USERRA establishes a five-year cumulative total of military service with a single employer, with certain exceptions allowed for situations such as call-ups during emergencies, reserve drills, and annually scheduled active duty for training. USERRA also allows an employee to complete an initial period of active duty that exceeds five years. Employers are required to provide to persons entitled to the rights and benefits under USERRA a notice of the rights, benefits, and obligations of such persons and such employers under USERRA.
- Am I covered by USERRA?
- What job entitlements or protections does USERRA offer?
- How does USERRA affect my benefits?
- If a problem arises, what are my remedies?
- What protections do I have against employment discrimination?
USERRA provides that returning servicemembers are to be reemployed in the job that they would have attained had they not been absent for military service, (the "escalator" principle), with the same seniority, status and pay, as well as other rights and benefits determined by seniority. USERRA also requires that reasonable efforts (such as training or retraining) be made to enable returning servicemembers to qualify for reemployment. If the servicemember cannot qualify for the "escalator" position, he or she must be reemployed, if qualified, in any other position that is the nearest approximation to the escalator position and then to the pre-service position. USERRA also provides that while an individual is performing military service, he or she is deemed to be on a furlough or leave of absence and is entitled to the non-seniority rights accorded other similarly-situated individuals on non-military leaves of absence. The time limits for returning to work are as follows:
- Less than 31 days service: By the beginning of the first regularly scheduled work period after the end of the calendar day of duty, plus time required to return home safely and an eight hour rest period. If this is impossible or unreasonable, then as soon as possible.
- 31 to 180 days: The employee must apply for reemployment no later than 14 days after completion of military service. If this is impossible or unreasonable through no fault of the employee, then as soon as possible
- 181 days or more: The employee must apply for reemployment no later than 90 days after completion of military service.
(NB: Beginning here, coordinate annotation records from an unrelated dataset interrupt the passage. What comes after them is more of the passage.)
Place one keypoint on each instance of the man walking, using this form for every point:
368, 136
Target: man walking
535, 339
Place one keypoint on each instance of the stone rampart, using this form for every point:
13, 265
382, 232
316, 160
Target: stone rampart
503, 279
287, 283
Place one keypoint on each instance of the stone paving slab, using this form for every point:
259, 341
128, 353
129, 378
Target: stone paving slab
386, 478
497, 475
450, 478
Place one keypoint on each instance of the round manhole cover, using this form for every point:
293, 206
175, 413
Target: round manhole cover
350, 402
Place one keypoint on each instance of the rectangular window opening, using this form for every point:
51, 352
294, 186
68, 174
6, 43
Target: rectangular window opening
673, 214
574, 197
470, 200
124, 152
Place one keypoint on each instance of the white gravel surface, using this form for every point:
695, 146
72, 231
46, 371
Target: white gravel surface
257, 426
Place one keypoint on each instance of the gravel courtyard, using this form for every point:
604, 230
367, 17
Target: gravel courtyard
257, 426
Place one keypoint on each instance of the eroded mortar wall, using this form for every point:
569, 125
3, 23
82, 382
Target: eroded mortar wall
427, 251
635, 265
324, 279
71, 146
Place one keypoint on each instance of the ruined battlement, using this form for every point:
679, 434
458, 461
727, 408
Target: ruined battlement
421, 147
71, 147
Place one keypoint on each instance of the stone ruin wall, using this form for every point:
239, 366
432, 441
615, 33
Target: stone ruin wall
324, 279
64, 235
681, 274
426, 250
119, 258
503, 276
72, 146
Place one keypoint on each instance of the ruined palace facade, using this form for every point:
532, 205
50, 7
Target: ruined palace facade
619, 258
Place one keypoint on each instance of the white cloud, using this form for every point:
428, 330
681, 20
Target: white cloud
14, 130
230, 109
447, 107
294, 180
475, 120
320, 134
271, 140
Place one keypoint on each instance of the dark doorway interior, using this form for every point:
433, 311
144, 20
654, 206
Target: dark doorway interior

- Service-connected injury or illness: Reporting or application deadlines are extended for up to two years for persons who are hospitalized or convalescing.
Health and pension plan coverage for servicemembers is also addressed by USERRA. Individuals performing military duty of more than 30 days may elect to continue employer sponsored health care for up to 24 months; however, they may be required to pay up to 102 percent of the full premium. For military service of less than 31 days, health care coverage is provided as if the servicemember had remained employed. USERRA pension protections apply to defined benefit plans and defined contribution plans as well as plans provided under federal or state laws governing pension benefits for government employees. For purposes of pension plan participation, vesting, and accrual of benefits, USERRA treats military service as continuous service with the employer.